During a meeting at City Hall on May 4, Kep Chuktema told city officials that he would seek the replacement of Chamkarmon district Governor Lo Yuy, whom he accused of accepting bribes from two “illegal” karaoke clubs.
“I would like to announce that I will request that the Ministry of Interior replace you,” Kep Chuktema said, addressing Lo Yuy.
“I have a report that you take money every month from the clubs,” he continued. “This case is a serious case, and I say it is time to change the district governor. I cannot receive blame because of you. I know it is difficult for you to crack down because you take bribes from them.”
However, VOA Khmer reported Friday that Kep Chuktema had said in an interview that there was “no need” to investigate Lo Yuy. The report said he had denied ever levelling the bribery accusations.

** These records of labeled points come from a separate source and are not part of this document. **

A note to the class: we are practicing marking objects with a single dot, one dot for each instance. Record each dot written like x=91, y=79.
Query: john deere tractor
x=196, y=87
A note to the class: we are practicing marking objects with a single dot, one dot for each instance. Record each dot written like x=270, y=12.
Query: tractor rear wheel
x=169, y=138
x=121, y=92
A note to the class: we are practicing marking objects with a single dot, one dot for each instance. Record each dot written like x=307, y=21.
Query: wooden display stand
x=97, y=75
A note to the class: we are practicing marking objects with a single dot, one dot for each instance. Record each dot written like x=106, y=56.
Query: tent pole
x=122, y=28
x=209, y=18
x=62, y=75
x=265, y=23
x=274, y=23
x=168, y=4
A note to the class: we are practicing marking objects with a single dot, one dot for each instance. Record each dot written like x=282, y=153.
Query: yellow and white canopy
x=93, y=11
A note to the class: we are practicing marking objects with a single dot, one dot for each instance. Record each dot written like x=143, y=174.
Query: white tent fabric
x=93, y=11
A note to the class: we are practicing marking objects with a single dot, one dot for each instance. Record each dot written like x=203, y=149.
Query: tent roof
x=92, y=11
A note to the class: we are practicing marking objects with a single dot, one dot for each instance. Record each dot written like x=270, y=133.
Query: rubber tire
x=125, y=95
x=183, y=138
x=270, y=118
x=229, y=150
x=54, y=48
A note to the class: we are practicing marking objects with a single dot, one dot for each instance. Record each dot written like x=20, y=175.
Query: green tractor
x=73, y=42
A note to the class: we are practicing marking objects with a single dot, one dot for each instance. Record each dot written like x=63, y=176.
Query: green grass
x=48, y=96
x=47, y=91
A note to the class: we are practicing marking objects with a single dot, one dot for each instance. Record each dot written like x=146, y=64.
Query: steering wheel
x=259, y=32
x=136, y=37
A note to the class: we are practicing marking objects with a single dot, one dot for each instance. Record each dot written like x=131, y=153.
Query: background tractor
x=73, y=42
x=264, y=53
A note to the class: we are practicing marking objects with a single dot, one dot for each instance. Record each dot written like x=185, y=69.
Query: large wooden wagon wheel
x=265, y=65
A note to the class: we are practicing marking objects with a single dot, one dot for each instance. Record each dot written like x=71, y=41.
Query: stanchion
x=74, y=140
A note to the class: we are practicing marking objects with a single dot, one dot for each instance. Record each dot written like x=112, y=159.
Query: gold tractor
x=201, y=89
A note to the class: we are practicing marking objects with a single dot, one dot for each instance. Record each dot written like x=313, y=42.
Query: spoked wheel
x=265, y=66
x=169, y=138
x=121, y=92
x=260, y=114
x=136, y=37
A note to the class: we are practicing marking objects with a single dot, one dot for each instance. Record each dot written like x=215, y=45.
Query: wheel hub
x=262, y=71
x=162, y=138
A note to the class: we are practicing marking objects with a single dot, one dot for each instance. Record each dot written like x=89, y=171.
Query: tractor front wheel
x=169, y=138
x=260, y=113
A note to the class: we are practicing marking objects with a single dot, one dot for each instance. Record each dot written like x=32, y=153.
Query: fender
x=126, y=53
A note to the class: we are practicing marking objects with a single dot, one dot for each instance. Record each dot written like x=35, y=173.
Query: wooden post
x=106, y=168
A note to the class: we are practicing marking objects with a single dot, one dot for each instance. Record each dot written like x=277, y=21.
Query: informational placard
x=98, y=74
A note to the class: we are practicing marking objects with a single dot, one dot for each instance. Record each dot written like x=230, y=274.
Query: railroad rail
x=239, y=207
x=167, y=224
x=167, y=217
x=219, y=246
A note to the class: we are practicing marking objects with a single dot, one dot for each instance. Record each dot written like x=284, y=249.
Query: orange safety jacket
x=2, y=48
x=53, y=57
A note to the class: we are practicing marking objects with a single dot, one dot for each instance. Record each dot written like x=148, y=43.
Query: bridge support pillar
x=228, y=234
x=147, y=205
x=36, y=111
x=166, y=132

“I did not accuse Lo Yuy of taking bribes from karaoke clubs,” VOA Khmer quoted Kep Chuktema as saying.
“I only said, ‘The drug problem and sex abuse was happening in your area. So what does that mean that it still happens in your area? You don’t know, or you pretend not to know?’”
Reached on Sunday, Kep Chuktema declined to answer questions about the conflicting statements, saying he was too busy.
Municipal cabinet chief Nuon Sameth and Lo Yuy also declined to comment.
Phnom Penh Deputy Governor Pa Socheatvong said only Kep Chuktema could discuss the issue. “He was the one who made the warnings,” Pa Socheatvong said before hanging up on a reporter.
On April 25, municipal Anti-Human Trafficking Police raided the Nam Trea Karaoke Club, where they found drugs on the premises and arrested 39 people, seven of whom were sent to jail.
More than 100 people were rounded up during a raid in early May on the Mega Karaoke Club in Boeung Keng Kang I commune. Men Ra, head of the Anti-Drug Research Bureau of the Military Police, said at the time that police had confiscated marijuana, ecstasy, methamphetamines and “instruments for using drugs”.